Fourteen minutes into the race, in a state of near exhaustion and with perspiration oozing from a soaked ‘Tullamore Meats’ headband, the flow of oxygen to his brain is down to a trickle. “The one kilometre mark…. thank God, that was quick, now, let’s see… one mile .. is eighty … no five …. no… how does it go again …. if a train sets off at 60 kmph and a tap is running in the bath at 3mph……. no… wait…one mile is five eighteenths of a kilometre … that makes it… incredible! I’m doing sub-Olympic pace…. But isn’t that just typical – there are no witnesses.”
Deflated, drained and dangerously staggering all over the road, his speed is down to a crawl. “Should have … taped up my chins … the wobble is affecting my balance … new singlet is chaffing … constricting… what’s that! Aaargh, pain in my chest… possible cardiac arrest… no… on the right hand side… could be transversely transmitted cardiac pulminations ... the pain … the pain … can’t keep going … must stop ... can’t stop… sheep coming … farmers laughing… if I can just make it to the next feeding station…
Driven onwards by a flock of particularly assertive sheep, and with a change of headband at the 2km point, a light snack at the 3km mark and a new CD in the Walkman after 4km, he makes it around the course.
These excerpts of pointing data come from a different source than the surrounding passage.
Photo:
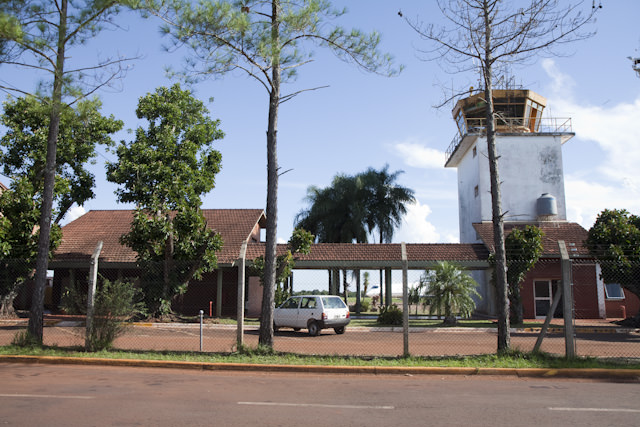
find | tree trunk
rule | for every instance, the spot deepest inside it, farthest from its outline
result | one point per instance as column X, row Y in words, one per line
column 266, row 318
column 502, row 298
column 44, row 238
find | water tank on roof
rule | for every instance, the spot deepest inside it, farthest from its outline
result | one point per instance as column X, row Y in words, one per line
column 547, row 206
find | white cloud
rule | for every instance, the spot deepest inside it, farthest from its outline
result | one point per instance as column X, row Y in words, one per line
column 418, row 155
column 615, row 180
column 416, row 228
column 74, row 213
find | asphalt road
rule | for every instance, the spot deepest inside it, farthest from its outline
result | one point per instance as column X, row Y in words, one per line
column 55, row 395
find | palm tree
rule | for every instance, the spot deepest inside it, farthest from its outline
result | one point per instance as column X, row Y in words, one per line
column 385, row 204
column 385, row 201
column 450, row 292
column 336, row 214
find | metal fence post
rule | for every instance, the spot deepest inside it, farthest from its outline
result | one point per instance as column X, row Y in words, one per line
column 405, row 299
column 201, row 316
column 93, row 279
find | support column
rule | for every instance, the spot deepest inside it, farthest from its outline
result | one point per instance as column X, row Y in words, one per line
column 91, row 291
column 388, row 287
column 567, row 307
column 240, row 301
column 219, row 294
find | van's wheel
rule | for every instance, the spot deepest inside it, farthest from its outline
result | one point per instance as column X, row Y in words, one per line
column 313, row 328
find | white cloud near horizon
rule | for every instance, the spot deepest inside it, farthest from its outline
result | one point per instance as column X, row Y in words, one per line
column 418, row 155
column 416, row 228
column 73, row 213
column 614, row 182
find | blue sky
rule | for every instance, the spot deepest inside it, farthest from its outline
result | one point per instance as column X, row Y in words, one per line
column 363, row 120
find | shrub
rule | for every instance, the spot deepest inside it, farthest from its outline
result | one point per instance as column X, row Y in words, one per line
column 390, row 315
column 115, row 303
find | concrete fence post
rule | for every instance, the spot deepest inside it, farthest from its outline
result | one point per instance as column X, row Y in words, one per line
column 93, row 279
column 567, row 306
column 405, row 299
column 240, row 304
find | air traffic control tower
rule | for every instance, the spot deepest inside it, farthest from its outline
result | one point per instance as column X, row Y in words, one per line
column 529, row 148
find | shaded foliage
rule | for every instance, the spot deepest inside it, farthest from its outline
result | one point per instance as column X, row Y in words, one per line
column 614, row 239
column 165, row 171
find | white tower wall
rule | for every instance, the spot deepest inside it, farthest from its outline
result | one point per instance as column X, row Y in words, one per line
column 529, row 165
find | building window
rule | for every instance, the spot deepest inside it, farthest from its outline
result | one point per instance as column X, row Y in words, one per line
column 614, row 291
column 543, row 293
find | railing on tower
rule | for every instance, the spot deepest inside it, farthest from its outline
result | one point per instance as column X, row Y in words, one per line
column 519, row 125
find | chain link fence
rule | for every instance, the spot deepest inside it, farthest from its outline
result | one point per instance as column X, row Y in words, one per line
column 598, row 310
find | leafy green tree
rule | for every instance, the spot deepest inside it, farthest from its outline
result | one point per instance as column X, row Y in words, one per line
column 115, row 304
column 450, row 292
column 614, row 239
column 23, row 158
column 489, row 37
column 299, row 243
column 268, row 40
column 39, row 36
column 165, row 171
column 524, row 248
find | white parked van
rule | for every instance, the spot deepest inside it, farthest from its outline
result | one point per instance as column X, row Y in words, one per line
column 313, row 312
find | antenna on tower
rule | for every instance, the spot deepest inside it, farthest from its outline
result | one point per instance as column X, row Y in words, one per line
column 635, row 64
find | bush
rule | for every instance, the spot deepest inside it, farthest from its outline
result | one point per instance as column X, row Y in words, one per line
column 364, row 306
column 115, row 303
column 390, row 315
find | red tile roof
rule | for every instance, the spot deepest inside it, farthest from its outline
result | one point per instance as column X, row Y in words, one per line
column 572, row 233
column 80, row 237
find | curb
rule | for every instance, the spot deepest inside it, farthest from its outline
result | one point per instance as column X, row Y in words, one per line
column 606, row 374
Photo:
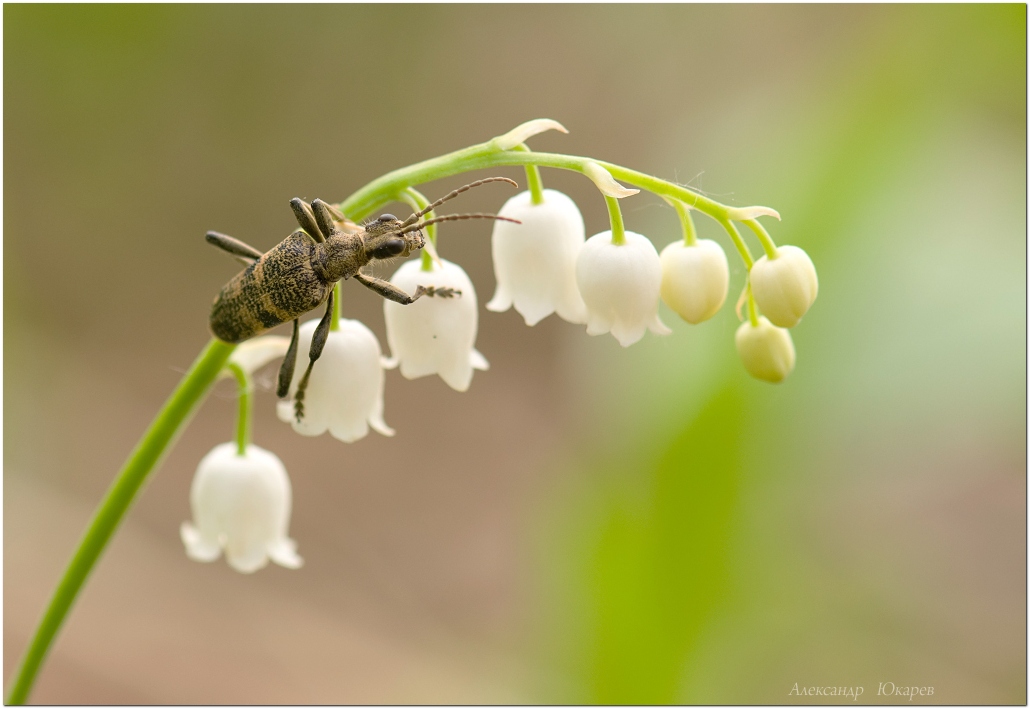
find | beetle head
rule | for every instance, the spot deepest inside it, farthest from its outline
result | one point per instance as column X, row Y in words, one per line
column 386, row 238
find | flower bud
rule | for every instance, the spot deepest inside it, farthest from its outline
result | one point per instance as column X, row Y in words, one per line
column 766, row 350
column 535, row 261
column 434, row 335
column 620, row 284
column 694, row 279
column 786, row 287
column 242, row 504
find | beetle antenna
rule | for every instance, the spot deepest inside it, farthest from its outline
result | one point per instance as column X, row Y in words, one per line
column 453, row 217
column 451, row 195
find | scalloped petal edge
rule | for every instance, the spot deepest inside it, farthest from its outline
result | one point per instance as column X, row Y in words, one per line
column 603, row 178
column 520, row 134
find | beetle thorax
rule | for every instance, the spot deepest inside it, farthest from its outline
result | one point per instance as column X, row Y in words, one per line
column 339, row 257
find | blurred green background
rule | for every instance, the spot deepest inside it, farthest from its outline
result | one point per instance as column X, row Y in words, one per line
column 587, row 524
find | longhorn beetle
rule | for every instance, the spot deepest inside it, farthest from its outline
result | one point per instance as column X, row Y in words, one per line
column 300, row 272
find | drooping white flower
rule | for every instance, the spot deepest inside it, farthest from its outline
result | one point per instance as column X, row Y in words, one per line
column 535, row 261
column 435, row 335
column 620, row 285
column 767, row 351
column 241, row 504
column 345, row 392
column 786, row 287
column 694, row 278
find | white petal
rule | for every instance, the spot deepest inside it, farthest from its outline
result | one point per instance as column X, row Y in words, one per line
column 620, row 287
column 434, row 335
column 694, row 279
column 345, row 390
column 786, row 287
column 241, row 503
column 535, row 261
column 520, row 134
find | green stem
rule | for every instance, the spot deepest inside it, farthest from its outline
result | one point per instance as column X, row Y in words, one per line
column 417, row 201
column 764, row 237
column 363, row 202
column 742, row 247
column 170, row 420
column 615, row 216
column 689, row 233
column 337, row 307
column 533, row 178
column 243, row 417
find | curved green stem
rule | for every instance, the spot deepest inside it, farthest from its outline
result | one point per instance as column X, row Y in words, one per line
column 615, row 216
column 417, row 201
column 145, row 458
column 243, row 416
column 689, row 232
column 380, row 191
column 742, row 247
column 363, row 202
column 533, row 178
column 337, row 307
column 764, row 237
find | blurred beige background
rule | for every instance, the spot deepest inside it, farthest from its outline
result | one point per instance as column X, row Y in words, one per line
column 586, row 524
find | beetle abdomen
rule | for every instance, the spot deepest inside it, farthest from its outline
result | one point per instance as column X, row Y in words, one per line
column 279, row 287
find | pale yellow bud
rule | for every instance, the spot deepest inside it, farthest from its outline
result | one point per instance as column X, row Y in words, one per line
column 786, row 287
column 766, row 350
column 694, row 279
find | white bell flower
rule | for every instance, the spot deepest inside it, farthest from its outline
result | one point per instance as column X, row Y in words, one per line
column 240, row 504
column 767, row 351
column 535, row 262
column 345, row 392
column 786, row 287
column 620, row 285
column 694, row 278
column 435, row 335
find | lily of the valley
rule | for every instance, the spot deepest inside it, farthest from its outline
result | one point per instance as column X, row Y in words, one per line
column 694, row 278
column 434, row 335
column 241, row 505
column 345, row 393
column 620, row 284
column 767, row 351
column 785, row 287
column 535, row 261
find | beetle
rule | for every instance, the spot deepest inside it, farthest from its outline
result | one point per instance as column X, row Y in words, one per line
column 299, row 274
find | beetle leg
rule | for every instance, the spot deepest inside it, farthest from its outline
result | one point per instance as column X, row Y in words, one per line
column 390, row 292
column 305, row 217
column 323, row 217
column 234, row 246
column 317, row 344
column 288, row 364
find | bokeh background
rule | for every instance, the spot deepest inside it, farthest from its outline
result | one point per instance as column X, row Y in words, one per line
column 586, row 524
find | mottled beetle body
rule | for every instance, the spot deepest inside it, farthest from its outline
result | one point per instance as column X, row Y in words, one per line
column 280, row 287
column 299, row 274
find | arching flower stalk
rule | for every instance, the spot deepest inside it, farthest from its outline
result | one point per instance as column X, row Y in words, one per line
column 619, row 276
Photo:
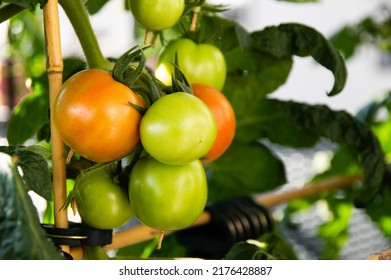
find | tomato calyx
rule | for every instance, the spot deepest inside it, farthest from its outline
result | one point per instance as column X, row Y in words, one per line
column 110, row 168
column 130, row 70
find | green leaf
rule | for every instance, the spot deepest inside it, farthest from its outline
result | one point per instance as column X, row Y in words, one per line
column 346, row 41
column 335, row 230
column 380, row 212
column 301, row 1
column 342, row 128
column 94, row 6
column 28, row 116
column 286, row 40
column 21, row 235
column 36, row 174
column 266, row 119
column 28, row 4
column 245, row 168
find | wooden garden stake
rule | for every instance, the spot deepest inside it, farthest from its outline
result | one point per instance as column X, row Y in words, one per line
column 55, row 68
column 141, row 233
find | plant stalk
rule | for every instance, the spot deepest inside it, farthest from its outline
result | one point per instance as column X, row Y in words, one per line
column 134, row 235
column 10, row 10
column 78, row 16
column 55, row 69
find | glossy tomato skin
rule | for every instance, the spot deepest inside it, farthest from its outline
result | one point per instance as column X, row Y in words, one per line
column 101, row 203
column 177, row 129
column 157, row 14
column 167, row 197
column 200, row 63
column 225, row 119
column 93, row 116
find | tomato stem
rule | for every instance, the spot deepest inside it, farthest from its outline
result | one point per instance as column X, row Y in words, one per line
column 146, row 36
column 161, row 236
column 78, row 16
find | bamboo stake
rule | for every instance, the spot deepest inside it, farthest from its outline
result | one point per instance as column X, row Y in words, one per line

Tragically, by then, he is too weak to argue with a coughing and convulsing race official who dogmatically assures him that the Olympic and World records remain substantially unaffected by his efforts.
Roadside treatment by the Order of Malta restores his optimism somewhat. “I’m sure all the other famous milers have had their setbacks. I’ll just have to buy a digital watch and strap on the camcorder for the next race. Might even do some training … Don’t want to over-do it, though.”